Today in History

Today in History: April 9

Lee Surrenders

Portrait of Maj. Gen. Ulysses S. Grant
Major General Ulysses S. Grant, officer of the Federal Army,
Brady National Photographic Art Gallery, between 1860 and 1865.
Civil War Photographs, 1861-1865

Portrait of Gen. Robert E. Lee
General Robert E. Lee, officer of the Confederate Army,
Julian Vannerson, photographer, 1863.
Civil War Photographs, 1861-1865

"It would be useless and therefore cruel," Robert E. Lee remarked on the morning of April 9, 1865, "to provoke the further effusion of blood, and I have arranged to meet with General Grant with a view to surrender."1

The two generals met shortly after noon on April 9, 1865, at the home of Wilmer McClean in the village of Appomattox Court House, Virginia. Lee's surrender of the Army of Northern Virginia to Ulysses S. Grant, general-in-chief of all United States forces, hastened the conclusion of the Civil War.
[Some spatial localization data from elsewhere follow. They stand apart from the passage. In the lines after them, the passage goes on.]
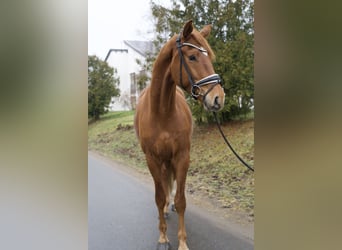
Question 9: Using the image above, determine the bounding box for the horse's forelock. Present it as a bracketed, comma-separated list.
[191, 30, 216, 61]
[159, 29, 216, 63]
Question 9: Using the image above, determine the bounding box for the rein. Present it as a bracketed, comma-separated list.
[213, 112, 255, 172]
[176, 34, 221, 100]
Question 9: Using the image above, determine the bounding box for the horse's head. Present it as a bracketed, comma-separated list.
[171, 20, 225, 112]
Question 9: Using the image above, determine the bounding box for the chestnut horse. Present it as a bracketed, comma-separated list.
[134, 20, 225, 250]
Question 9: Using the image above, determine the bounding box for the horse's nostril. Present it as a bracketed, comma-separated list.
[213, 96, 221, 110]
[214, 96, 219, 105]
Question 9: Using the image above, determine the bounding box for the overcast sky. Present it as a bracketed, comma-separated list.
[88, 0, 169, 60]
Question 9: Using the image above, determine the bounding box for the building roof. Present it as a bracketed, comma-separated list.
[123, 40, 156, 57]
[104, 48, 128, 62]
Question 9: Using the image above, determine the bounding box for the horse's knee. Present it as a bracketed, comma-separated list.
[155, 188, 167, 209]
[155, 194, 166, 209]
[174, 193, 186, 212]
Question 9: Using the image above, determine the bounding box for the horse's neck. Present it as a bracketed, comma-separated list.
[149, 57, 177, 116]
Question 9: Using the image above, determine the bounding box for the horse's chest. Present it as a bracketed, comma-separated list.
[155, 131, 173, 148]
[142, 130, 188, 159]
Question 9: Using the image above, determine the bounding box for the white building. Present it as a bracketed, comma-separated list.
[105, 40, 155, 111]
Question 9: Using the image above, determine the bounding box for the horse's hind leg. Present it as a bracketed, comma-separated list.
[171, 181, 177, 212]
[163, 163, 174, 218]
[146, 156, 171, 249]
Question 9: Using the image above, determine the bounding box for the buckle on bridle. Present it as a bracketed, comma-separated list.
[191, 85, 201, 99]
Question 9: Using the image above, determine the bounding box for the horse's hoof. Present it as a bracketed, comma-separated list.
[164, 212, 169, 219]
[171, 204, 176, 212]
[156, 242, 171, 250]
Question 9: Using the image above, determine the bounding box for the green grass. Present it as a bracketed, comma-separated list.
[88, 111, 145, 168]
[88, 111, 254, 219]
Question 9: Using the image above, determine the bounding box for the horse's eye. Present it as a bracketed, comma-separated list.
[189, 55, 196, 61]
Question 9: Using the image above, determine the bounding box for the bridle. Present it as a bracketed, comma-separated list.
[176, 33, 222, 100]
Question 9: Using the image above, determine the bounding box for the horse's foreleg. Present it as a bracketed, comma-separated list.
[174, 156, 190, 250]
[155, 181, 169, 244]
[175, 182, 189, 250]
[146, 156, 170, 248]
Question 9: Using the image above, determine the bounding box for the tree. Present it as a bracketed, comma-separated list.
[145, 0, 254, 123]
[88, 55, 120, 120]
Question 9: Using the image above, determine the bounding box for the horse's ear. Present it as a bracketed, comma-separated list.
[200, 24, 212, 39]
[182, 20, 193, 39]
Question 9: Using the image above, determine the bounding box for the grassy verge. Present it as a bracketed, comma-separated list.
[88, 111, 254, 220]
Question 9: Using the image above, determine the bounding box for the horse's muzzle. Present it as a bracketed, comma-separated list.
[203, 86, 225, 112]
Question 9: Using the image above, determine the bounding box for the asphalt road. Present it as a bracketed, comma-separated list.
[88, 153, 254, 250]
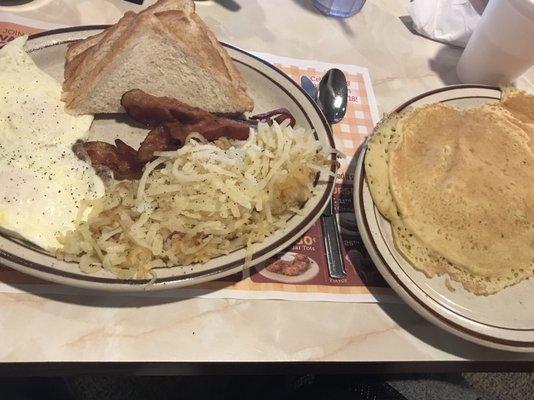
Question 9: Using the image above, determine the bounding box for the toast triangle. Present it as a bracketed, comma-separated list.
[62, 0, 252, 115]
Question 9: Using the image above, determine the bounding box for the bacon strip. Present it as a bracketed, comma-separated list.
[74, 139, 143, 180]
[165, 119, 250, 142]
[123, 88, 251, 141]
[78, 90, 296, 180]
[249, 108, 296, 127]
[137, 125, 181, 163]
[122, 89, 219, 126]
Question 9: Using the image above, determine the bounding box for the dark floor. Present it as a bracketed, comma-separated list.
[0, 374, 533, 400]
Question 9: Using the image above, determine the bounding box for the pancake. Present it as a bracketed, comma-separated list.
[365, 110, 523, 295]
[365, 93, 534, 295]
[391, 218, 533, 295]
[493, 89, 534, 150]
[389, 103, 534, 279]
[501, 88, 534, 125]
[364, 111, 405, 220]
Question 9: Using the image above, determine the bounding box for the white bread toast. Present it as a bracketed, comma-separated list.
[64, 1, 191, 88]
[62, 0, 253, 115]
[64, 11, 136, 82]
[65, 0, 192, 65]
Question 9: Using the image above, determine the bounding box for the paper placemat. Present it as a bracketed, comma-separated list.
[0, 19, 396, 303]
[0, 13, 66, 45]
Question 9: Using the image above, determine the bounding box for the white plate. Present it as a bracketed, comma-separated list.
[0, 26, 335, 291]
[257, 252, 320, 284]
[354, 85, 534, 352]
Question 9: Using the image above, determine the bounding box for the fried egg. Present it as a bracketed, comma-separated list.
[0, 37, 104, 251]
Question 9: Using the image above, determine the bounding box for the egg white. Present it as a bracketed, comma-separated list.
[0, 37, 104, 251]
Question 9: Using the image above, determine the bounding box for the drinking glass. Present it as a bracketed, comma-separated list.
[456, 0, 534, 85]
[312, 0, 366, 17]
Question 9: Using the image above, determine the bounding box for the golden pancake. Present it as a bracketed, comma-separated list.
[365, 93, 534, 295]
[501, 88, 534, 125]
[391, 218, 533, 295]
[365, 109, 501, 294]
[364, 112, 404, 220]
[491, 90, 534, 151]
[389, 104, 534, 278]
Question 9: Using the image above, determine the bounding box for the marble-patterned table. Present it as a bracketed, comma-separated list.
[0, 0, 533, 372]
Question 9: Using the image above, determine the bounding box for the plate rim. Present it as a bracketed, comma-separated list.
[0, 26, 336, 291]
[354, 84, 534, 352]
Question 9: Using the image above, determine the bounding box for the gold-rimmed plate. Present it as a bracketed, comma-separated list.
[354, 85, 534, 352]
[0, 26, 336, 291]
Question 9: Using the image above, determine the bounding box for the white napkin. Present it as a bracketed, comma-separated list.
[408, 0, 488, 47]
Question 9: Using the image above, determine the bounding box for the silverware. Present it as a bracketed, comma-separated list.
[301, 69, 348, 279]
[317, 68, 348, 124]
[300, 75, 318, 99]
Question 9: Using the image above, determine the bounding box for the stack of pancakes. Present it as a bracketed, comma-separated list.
[365, 89, 534, 295]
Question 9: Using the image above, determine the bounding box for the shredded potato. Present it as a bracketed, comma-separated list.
[59, 121, 336, 278]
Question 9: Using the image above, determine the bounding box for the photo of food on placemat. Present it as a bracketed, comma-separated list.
[256, 252, 320, 284]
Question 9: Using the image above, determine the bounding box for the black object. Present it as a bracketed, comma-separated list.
[0, 375, 408, 400]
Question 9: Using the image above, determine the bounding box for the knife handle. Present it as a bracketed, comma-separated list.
[322, 202, 347, 279]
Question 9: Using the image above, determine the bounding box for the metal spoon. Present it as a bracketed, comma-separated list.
[317, 68, 348, 124]
[307, 69, 348, 279]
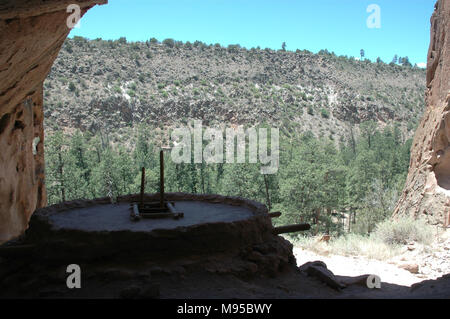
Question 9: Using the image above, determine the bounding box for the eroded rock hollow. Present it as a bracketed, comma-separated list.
[0, 0, 106, 243]
[394, 0, 450, 226]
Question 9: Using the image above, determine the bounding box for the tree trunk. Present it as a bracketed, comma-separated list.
[58, 151, 65, 203]
[263, 174, 271, 210]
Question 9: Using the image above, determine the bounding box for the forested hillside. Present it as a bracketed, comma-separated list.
[44, 37, 425, 139]
[45, 122, 410, 235]
[43, 36, 425, 235]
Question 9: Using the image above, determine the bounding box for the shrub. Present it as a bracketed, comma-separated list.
[73, 36, 86, 46]
[320, 108, 329, 118]
[162, 38, 175, 48]
[331, 234, 401, 260]
[227, 44, 241, 53]
[128, 82, 137, 91]
[68, 82, 76, 92]
[131, 43, 140, 50]
[372, 216, 434, 245]
[407, 120, 417, 131]
[65, 43, 73, 53]
[113, 85, 121, 94]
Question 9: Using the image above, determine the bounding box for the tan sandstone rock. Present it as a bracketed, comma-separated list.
[0, 0, 107, 243]
[399, 263, 420, 274]
[394, 0, 450, 226]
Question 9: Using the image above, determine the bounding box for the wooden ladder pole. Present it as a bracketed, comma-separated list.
[140, 167, 145, 206]
[160, 150, 164, 208]
[272, 223, 311, 235]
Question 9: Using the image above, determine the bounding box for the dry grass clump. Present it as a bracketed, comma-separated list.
[293, 216, 434, 261]
[294, 234, 400, 260]
[372, 216, 434, 245]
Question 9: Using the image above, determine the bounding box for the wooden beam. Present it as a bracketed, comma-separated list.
[167, 202, 184, 219]
[167, 202, 177, 213]
[140, 212, 184, 219]
[272, 223, 310, 235]
[130, 203, 141, 221]
[268, 211, 282, 218]
[139, 207, 169, 213]
[131, 202, 165, 208]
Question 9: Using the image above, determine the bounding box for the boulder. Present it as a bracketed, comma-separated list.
[399, 263, 420, 274]
[299, 261, 346, 290]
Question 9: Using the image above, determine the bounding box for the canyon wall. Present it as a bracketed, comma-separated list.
[394, 0, 450, 226]
[0, 0, 106, 243]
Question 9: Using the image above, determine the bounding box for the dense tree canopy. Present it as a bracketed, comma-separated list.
[45, 121, 411, 236]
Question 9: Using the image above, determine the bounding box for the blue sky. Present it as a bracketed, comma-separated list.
[70, 0, 436, 66]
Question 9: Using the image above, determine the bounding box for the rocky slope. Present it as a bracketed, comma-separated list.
[43, 36, 426, 141]
[394, 0, 450, 226]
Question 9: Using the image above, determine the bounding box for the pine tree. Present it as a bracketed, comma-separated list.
[45, 131, 66, 204]
[392, 54, 398, 64]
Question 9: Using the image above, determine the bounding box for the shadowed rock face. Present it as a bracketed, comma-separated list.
[394, 0, 450, 226]
[0, 0, 107, 243]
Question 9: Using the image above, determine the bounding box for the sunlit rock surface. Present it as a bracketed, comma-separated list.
[394, 0, 450, 226]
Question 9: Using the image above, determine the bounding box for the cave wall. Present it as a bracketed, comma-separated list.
[0, 0, 106, 243]
[394, 0, 450, 226]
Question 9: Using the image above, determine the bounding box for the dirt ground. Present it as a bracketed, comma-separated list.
[291, 228, 450, 295]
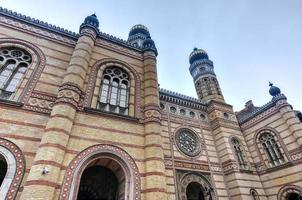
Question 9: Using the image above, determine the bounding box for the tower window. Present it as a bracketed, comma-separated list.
[97, 67, 130, 115]
[231, 138, 247, 168]
[0, 48, 31, 100]
[203, 78, 212, 95]
[170, 106, 176, 113]
[259, 132, 284, 167]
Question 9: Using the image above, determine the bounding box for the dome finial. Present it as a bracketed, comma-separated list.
[269, 81, 281, 97]
[269, 81, 273, 87]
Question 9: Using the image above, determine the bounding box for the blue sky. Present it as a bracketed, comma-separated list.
[2, 0, 301, 111]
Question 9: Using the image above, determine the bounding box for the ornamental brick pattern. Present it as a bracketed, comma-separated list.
[0, 138, 25, 200]
[0, 7, 301, 200]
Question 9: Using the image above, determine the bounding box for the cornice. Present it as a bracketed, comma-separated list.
[159, 88, 207, 110]
[237, 94, 287, 125]
[0, 7, 143, 53]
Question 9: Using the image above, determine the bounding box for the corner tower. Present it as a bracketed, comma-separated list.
[127, 24, 150, 48]
[189, 48, 224, 102]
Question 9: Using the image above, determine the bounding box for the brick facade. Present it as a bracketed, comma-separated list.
[0, 7, 301, 200]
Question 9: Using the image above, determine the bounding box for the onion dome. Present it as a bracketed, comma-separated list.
[269, 82, 281, 97]
[128, 24, 150, 48]
[129, 24, 150, 38]
[80, 14, 99, 33]
[142, 36, 158, 56]
[189, 48, 209, 64]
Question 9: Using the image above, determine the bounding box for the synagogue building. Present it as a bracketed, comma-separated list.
[0, 7, 302, 200]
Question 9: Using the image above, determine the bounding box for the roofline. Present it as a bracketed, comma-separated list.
[237, 94, 287, 124]
[0, 7, 143, 53]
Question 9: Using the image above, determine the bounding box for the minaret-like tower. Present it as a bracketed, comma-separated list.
[189, 48, 224, 102]
[127, 24, 150, 48]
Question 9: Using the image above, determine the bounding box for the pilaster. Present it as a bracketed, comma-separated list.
[20, 25, 97, 200]
[142, 50, 167, 200]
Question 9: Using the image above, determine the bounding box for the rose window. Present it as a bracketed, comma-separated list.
[175, 129, 201, 157]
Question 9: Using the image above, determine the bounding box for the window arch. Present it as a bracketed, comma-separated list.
[212, 77, 221, 95]
[203, 78, 212, 95]
[97, 67, 130, 115]
[259, 132, 284, 167]
[0, 47, 32, 100]
[231, 137, 247, 169]
[0, 138, 25, 200]
[250, 189, 259, 200]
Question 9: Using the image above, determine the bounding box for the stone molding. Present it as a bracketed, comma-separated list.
[80, 28, 97, 40]
[0, 38, 46, 106]
[55, 82, 83, 109]
[59, 144, 141, 200]
[177, 171, 216, 200]
[277, 185, 302, 200]
[84, 58, 142, 118]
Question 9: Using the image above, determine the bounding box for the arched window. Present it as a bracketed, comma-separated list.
[231, 138, 246, 168]
[203, 78, 212, 95]
[0, 47, 31, 99]
[98, 67, 130, 115]
[259, 132, 284, 167]
[212, 77, 221, 95]
[250, 189, 259, 200]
In the weeks following, Confederate forces surrendered, and Confederate President Jefferson Davis was captured. On April 14, President Lincoln's name was added to the list of over 1 million Civil War casualties, and the bloody era the that began four years earlier in the corn fields of Manassas, Virginia finally was brought to a close.

After the surrender, former soldiers slowly returned home. One young Southerner despaired of seeing her husband again, when he turned up in Richmond ragged, but recognizable. Remembering the difficult years during and after the war she summed up her experience:

We had nothing on which to begin life over again, but we were young and strong, and began it cheerily enough. We are prosperous now, …little grandchildren cluster about us and listen with interest to grandpapa's and grandmamma's tales of the days when they "fought and bled and died together." They can't understand how such nice people as the Yankees and ourselves ever could have fought each other. "It doesn't seem reasonable," says Nellie…who is engaged to a gentleman from Boston, where we sent her to cultivate her musical talents, but where she applied herself to other matters, 'it doesn't seem reasonable, grandmamma, when you could just as easily have settled it all comfortably without any fighting. How glad I am I wasn't living then! How thankful I am that 'Old Glory' floats alike over North and South, now!'

And so am I, my darling, so am I!

Myrta Lockett Avary, ed.
A Virginia Girl in the Civil War, 1861-1865 (New York: D. Appleton and Co., 1903)
Electronic Edition, University of North Carolina at Chapel Hill, 1997
First-Person Narratives of the American South, Beginnings to 1920

Federal soldiers at the Courthouse
Federal Soldiers at the Court House, Appomattox Court House, Virginia,
Timothy H. O'Sullivan, photographer, April 1865.
Civil War Photographs, 1861-1865

Appomattox Court House, Va.
McLean House, Appomattox Court House, Virginia,
Timothy H. O'Sullivan, photographer, April 1865.
Civil War Photographs, 1861-1865

Civilians in front of the hotel
Civilians in front of the Hotel, Appomattox Court House, Virginia,
Timothy H. O'Sullivan, photographer, April 1865.
Civil War Photographs, 1861-1865

1 E.B. Long with Barbara Long, The Civil War Day By Day: An Almanac, 1861-1865, (1971; reprint, New York: Da Capo Press, 1971), 670.